Im Interview sprechen die beiden Promovenden Anli Ding und Niclas Feil über ihre gemeinsame Arbeit an einem Patent für Oberflächenwellenresonatoren auf Basis von Aluminium-Scandium-Nitrid, welches sie 2020 angemeldet haben.
Ihr forscht beide an dem Halbleitermaterial Aluminium-Scandium-Nitrid (AlScN), wie seid Ihr an das IAF, bzw. das INATECH und auf das Thema gekommen?
Anli — Manchmal bin ich selbst überrascht, dass ich in der angewandten Physik am Fraunhofer IAF arbeite, denn angefangen hat alles mit einem Bachelorstudium in Materialwissenschaften in China. Damals habe ich von dem Studiengang Mikrosystemtechnik an der Universität Freiburg erfahren. Sein guter Ruf und der enge Kontakt zur Industrie haben mich schließlich überzeugt mein Masterstudium in Deutschland zu machen. Dank der engen Zusammenarbeit zwischen Universität und Fraunhofer-Institut bekam ich hier die Möglichkeit, meine Masterarbeit am IAF zu schreiben. Im Anschluss wurde mir angeboten, meine Forschung in Form einer Dissertation über AlScN weiterzuführen; eine Chance die ich ohne zu zögern ergriffen habe.

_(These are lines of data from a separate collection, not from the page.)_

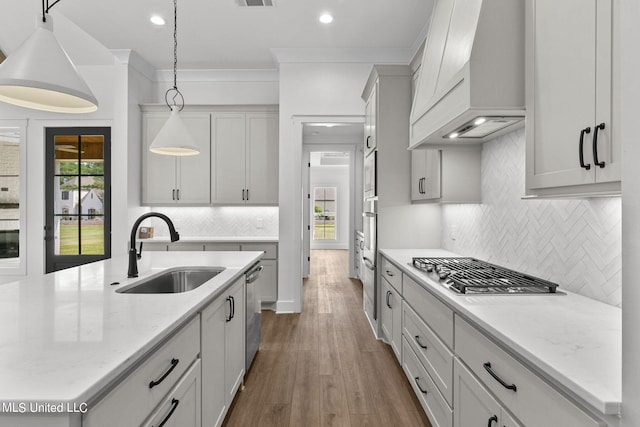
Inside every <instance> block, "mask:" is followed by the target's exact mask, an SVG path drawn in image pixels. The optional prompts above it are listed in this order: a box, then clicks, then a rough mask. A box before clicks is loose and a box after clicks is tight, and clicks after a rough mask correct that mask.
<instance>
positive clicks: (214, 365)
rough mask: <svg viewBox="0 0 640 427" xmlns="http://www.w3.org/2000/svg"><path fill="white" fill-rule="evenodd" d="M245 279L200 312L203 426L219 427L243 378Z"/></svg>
mask: <svg viewBox="0 0 640 427" xmlns="http://www.w3.org/2000/svg"><path fill="white" fill-rule="evenodd" d="M244 310H245V306H244V279H240V280H238V281H237V282H236V283H235V284H234V285H233V286H232V287H231V288H229V290H228V291H227V292H225V293H224V294H223V295H222V296H220V297H218V298H217V299H216V300H215V301H214V302H212V303H211V304H210V305H209V306H208V307H207V308H205V309H204V310H203V311H202V313H201V319H202V352H201V358H202V423H203V425H205V426H219V425H221V424H222V422H223V421H224V417H225V415H226V413H227V411H228V409H229V406H230V405H231V402H232V401H233V398H234V396H235V393H236V392H237V390H238V388H239V386H240V384H241V383H242V379H243V377H244V363H245V354H244V346H245V342H244V339H245V330H244V324H245V313H244Z"/></svg>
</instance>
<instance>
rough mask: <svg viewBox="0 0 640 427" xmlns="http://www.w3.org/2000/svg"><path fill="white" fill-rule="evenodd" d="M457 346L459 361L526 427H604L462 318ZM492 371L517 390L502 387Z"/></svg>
mask: <svg viewBox="0 0 640 427" xmlns="http://www.w3.org/2000/svg"><path fill="white" fill-rule="evenodd" d="M455 344H456V347H455V348H456V354H457V355H458V357H460V358H461V359H462V360H463V361H464V363H466V365H467V366H469V368H470V369H471V371H472V372H473V373H474V374H475V375H476V376H477V377H478V378H480V381H482V383H483V384H484V385H485V386H486V387H487V389H489V390H490V391H491V392H492V393H493V394H494V395H495V396H496V397H497V398H498V400H500V401H501V402H502V403H503V404H504V405H505V406H506V407H507V408H508V409H509V410H510V411H511V412H512V413H513V414H514V415H515V416H516V418H518V419H519V420H521V421H522V422H523V423H524V424H525V425H528V426H539V425H540V426H542V425H550V424H552V425H558V426H563V427H596V426H601V425H602V424H601V423H600V422H599V421H597V420H595V419H594V418H592V417H591V416H590V415H588V414H587V413H586V412H584V411H583V410H581V409H580V408H578V407H577V406H575V405H574V404H573V403H571V402H570V401H569V400H567V399H566V398H565V397H564V396H562V395H561V394H560V393H559V392H558V391H556V390H555V389H554V388H552V387H551V386H550V385H549V384H547V383H546V382H544V381H543V380H542V379H541V378H540V377H538V376H537V375H535V374H534V373H533V372H531V371H530V370H529V369H527V368H526V367H525V366H524V365H522V364H521V363H520V362H518V361H517V360H515V359H514V358H513V357H511V356H510V355H508V354H507V353H506V352H505V351H503V350H502V349H500V348H498V346H497V345H496V344H494V343H493V342H492V341H491V340H489V339H488V338H487V337H485V336H484V335H482V334H481V333H480V332H479V331H478V330H476V329H475V328H474V327H473V326H471V325H470V324H469V323H467V322H465V321H464V320H462V319H461V318H459V317H457V318H456V341H455ZM487 364H490V366H489V365H487ZM489 370H491V371H492V372H493V373H494V374H495V375H496V376H497V377H499V378H500V379H501V380H502V381H503V382H504V383H505V385H506V386H511V385H513V386H515V387H516V390H512V389H508V388H507V387H506V386H503V385H501V384H500V382H499V381H498V380H497V379H495V378H493V377H492V375H491V374H490V373H489Z"/></svg>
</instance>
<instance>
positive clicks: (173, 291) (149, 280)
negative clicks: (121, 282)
mask: <svg viewBox="0 0 640 427" xmlns="http://www.w3.org/2000/svg"><path fill="white" fill-rule="evenodd" d="M224 270H225V268H224V267H177V268H171V269H168V270H164V271H163V272H161V273H159V274H156V275H155V276H151V277H148V278H146V279H142V280H140V281H139V282H136V283H133V284H131V285H129V286H125V287H123V288H121V289H118V290H117V291H116V292H119V293H128V294H176V293H180V292H189V291H192V290H194V289H196V288H197V287H198V286H200V285H202V284H203V283H205V282H207V281H208V280H209V279H211V278H213V277H215V276H217V275H218V274H220V273H221V272H223V271H224Z"/></svg>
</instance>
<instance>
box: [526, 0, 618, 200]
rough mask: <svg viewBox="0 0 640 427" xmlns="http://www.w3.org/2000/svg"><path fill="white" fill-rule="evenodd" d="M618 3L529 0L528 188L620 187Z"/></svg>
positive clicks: (527, 135)
mask: <svg viewBox="0 0 640 427" xmlns="http://www.w3.org/2000/svg"><path fill="white" fill-rule="evenodd" d="M613 3H614V2H613V1H611V0H586V1H585V0H567V1H562V2H556V1H553V0H527V13H528V15H527V69H528V78H527V175H526V177H527V190H528V193H529V194H531V195H536V194H538V195H572V194H584V193H602V192H605V193H615V192H619V191H620V179H621V160H622V159H621V154H622V153H621V147H620V145H621V142H620V135H619V134H618V132H617V127H616V121H615V117H614V116H613V115H612V107H614V108H615V103H614V102H612V100H613V99H614V97H612V92H613V87H614V85H613V81H614V79H615V73H613V72H612V64H613V62H612V58H614V52H613V48H612V34H613V26H612V22H614V21H613V19H612V15H613Z"/></svg>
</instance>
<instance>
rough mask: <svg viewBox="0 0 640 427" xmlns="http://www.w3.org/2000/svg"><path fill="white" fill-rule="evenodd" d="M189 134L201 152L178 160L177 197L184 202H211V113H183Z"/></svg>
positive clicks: (185, 125) (207, 202) (185, 124)
mask: <svg viewBox="0 0 640 427" xmlns="http://www.w3.org/2000/svg"><path fill="white" fill-rule="evenodd" d="M181 115H182V120H183V122H184V124H185V126H186V127H187V130H188V131H189V134H190V135H191V137H192V138H193V140H194V141H195V143H196V144H197V145H198V148H199V149H200V154H198V155H195V156H182V157H180V159H179V162H178V170H179V173H178V187H177V194H176V199H177V202H178V203H179V204H180V203H183V204H209V203H211V137H210V132H211V126H210V123H209V121H210V115H209V113H182V114H181Z"/></svg>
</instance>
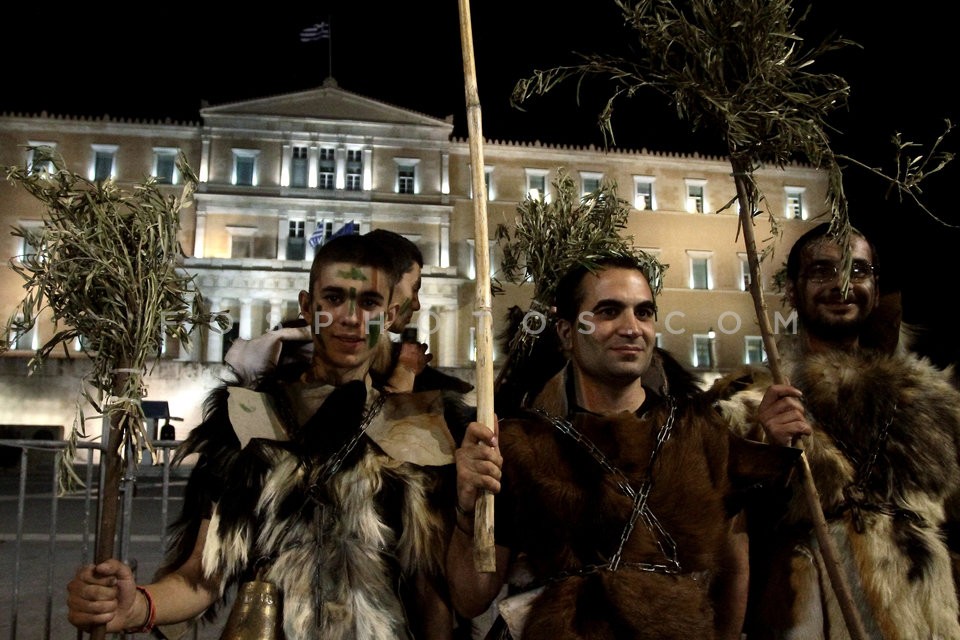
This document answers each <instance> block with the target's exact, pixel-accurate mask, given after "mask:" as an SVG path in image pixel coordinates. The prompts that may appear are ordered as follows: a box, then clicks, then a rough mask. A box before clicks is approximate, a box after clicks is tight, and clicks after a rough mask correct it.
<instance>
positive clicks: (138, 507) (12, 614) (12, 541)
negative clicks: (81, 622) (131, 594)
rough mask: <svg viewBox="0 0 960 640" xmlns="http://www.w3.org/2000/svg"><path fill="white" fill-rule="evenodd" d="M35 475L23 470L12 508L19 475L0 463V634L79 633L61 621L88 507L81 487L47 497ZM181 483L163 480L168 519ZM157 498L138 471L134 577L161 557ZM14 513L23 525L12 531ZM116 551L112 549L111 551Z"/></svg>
mask: <svg viewBox="0 0 960 640" xmlns="http://www.w3.org/2000/svg"><path fill="white" fill-rule="evenodd" d="M39 475H40V474H35V473H33V472H31V474H30V476H29V477H28V482H27V486H26V488H27V490H26V495H27V500H26V502H25V504H24V505H23V507H20V506H19V505H18V501H17V496H18V494H19V488H20V478H19V475H18V474H17V472H16V471H15V470H10V469H4V468H0V640H64V639H72V638H76V639H79V638H82V637H85V636H81V635H79V634H78V633H77V631H76V629H75V628H74V627H72V626H71V625H70V624H69V623H68V622H67V619H66V584H67V581H68V580H69V579H70V577H72V575H73V573H74V571H75V570H76V567H77V566H78V565H79V564H81V563H82V562H85V561H89V559H90V558H91V557H92V556H93V546H94V540H93V536H92V535H90V536H88V537H87V538H86V539H85V538H84V535H83V531H84V530H85V523H87V527H86V528H87V529H88V530H90V531H93V529H94V527H95V520H96V517H95V515H93V516H92V515H89V514H86V513H85V510H86V509H87V508H88V507H86V506H85V503H84V498H83V495H82V494H76V495H71V496H66V497H61V498H59V499H56V500H54V499H53V497H52V496H53V491H52V487H51V481H50V480H49V479H48V478H45V477H38V476H39ZM182 488H183V483H182V481H175V482H174V483H173V484H172V486H171V493H170V497H171V500H170V502H169V506H168V513H167V519H168V520H169V519H172V518H174V517H175V516H176V515H177V513H179V510H180V497H179V496H180V492H181V491H182ZM160 498H161V490H160V484H159V482H158V480H157V478H145V477H142V476H141V478H140V480H138V483H137V490H136V492H135V497H133V498H132V505H133V507H132V516H131V521H130V530H131V539H130V547H129V549H128V550H127V552H128V556H127V557H128V558H129V560H130V563H131V565H135V566H136V567H137V574H138V576H139V577H140V579H142V580H149V578H150V577H151V576H152V575H153V573H154V571H156V569H157V566H158V564H159V562H160V559H161V550H162V540H161V535H162V533H163V528H162V527H161V526H160V525H161V523H162V521H163V514H162V508H161V499H160ZM21 512H22V515H23V524H22V530H21V531H20V532H18V521H19V515H20V514H21ZM52 513H55V515H56V520H55V522H56V524H55V526H54V525H52V524H51V523H52V520H51V514H52ZM52 532H54V533H55V535H51V533H52ZM18 533H19V535H18ZM18 538H19V540H20V543H19V544H18V542H17V540H18ZM18 551H19V553H18ZM120 551H121V550H120V549H117V552H118V555H120ZM219 631H220V630H219V628H211V627H209V626H208V627H207V628H206V629H204V630H202V631H198V632H197V633H196V634H195V635H192V634H188V635H187V636H186V638H187V639H189V638H194V639H195V640H217V638H218V637H219ZM129 637H131V638H132V637H133V636H129ZM140 637H145V636H140Z"/></svg>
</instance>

Niclas — Bereits zu Beginn meines Studiums habe ich mich insbesondere für Kristallographie interessiert. Piezoakustische Wellen sind ein spannender Forschungsbereich, bei dem die elastischen und piezoelektrischen Eigenschaften von Kristallen genutzt werden, um z. B. Oberflächenwellen auf einer Kristalloberfläche zu beschreiben, vergleichbar mit denen auf einer Wasseroberfläche. Auf das Thema AlScN bin ich bei einer Vorlesung über Verbindungshalbleiter bei Professor Oliver Ambacher gekommen. Dort habe ich zum ersten Mal von dem Material erfahren und das Thema hat mich sofort gepackt. Direkt nach der Vorlesung habe ich gefragt, ob man in diesem Bereich forschen kann. So bin ich zunächst zu meiner Masterarbeit und jetzt auch zu meiner Promotion am Institut für Nachhaltige Technische Systeme INATECH gekommen, an dem Professor Ambacher unterrichtet.
Was kann man sich unter Oberflächenwellenfiltern auf Basis von AlScN vorstellen und worin liegen die Vorteile und Herausforderungen des Materials?
Niclas — Das Grundmaterial Aluminiumnitrid (AlN) ist schon relativ lange bekannt. Es wird zum Beispiel in sogenannten Volumenwellenresonatoren im Mobilfunk genutzt. Im Wesentlichen kommt es dabei auf die Kristallstruktur der Atome an; diese kristallisieren bei AlN in der sogenannten Wurtzit-Struktur. Durch die atomaren Anordnungen in der Struktur besitzt der Kristall eine Polarisation, das bedeutet, es ist ein pyroelektrischer, und damit auch piezoelektrischer Kristall. Hiermit hängt eine wichtige Eigenschaft zusammen: die elektromechanische Kopplung. Diese definiert im Wesentlichen die Bandbreite eines piezoakustischen Filters.
Wenn man nun Scandium hinzufügt, in dem man partiell die Al-Atome mit Sc ersetzt, dann wird der piezoelektrische Effekt durch Deformation des Kristallgitters stark erhöht und zwar speziell für die c-Achse des Kristalls. Diese besonderen Eigenschaften, die in Volumenfiltern schon genutzt werden, für Oberflächenwellen (SAWs) basierte Anwendungen zu realisieren, das ist die Idee hinter unserer Forschung.
Anli — Das Fraunhofer IAF hat viel Erfahrung in der Erforschung von AlScN. In früheren Forschungsprojekten konnten wir bereits AlScN mit guter Kristallqualität und hohen Scandium-Konzentrationen züchten. Allerdings haben wir bisher nur c-plane AlScN gezüchtet, was bedeutet, dass die piezoelektrische Achse senkrecht zum Substrat liegt. Dies ermöglicht leistungsstarke akustische Volumenresonatoren aber keine SAWs. Wir mussten also einen Weg finden, die c-Achse des AlScN um 90° zu neigen, um das Potenzial von AlScN für SAW-Resonatoren zu nutzen.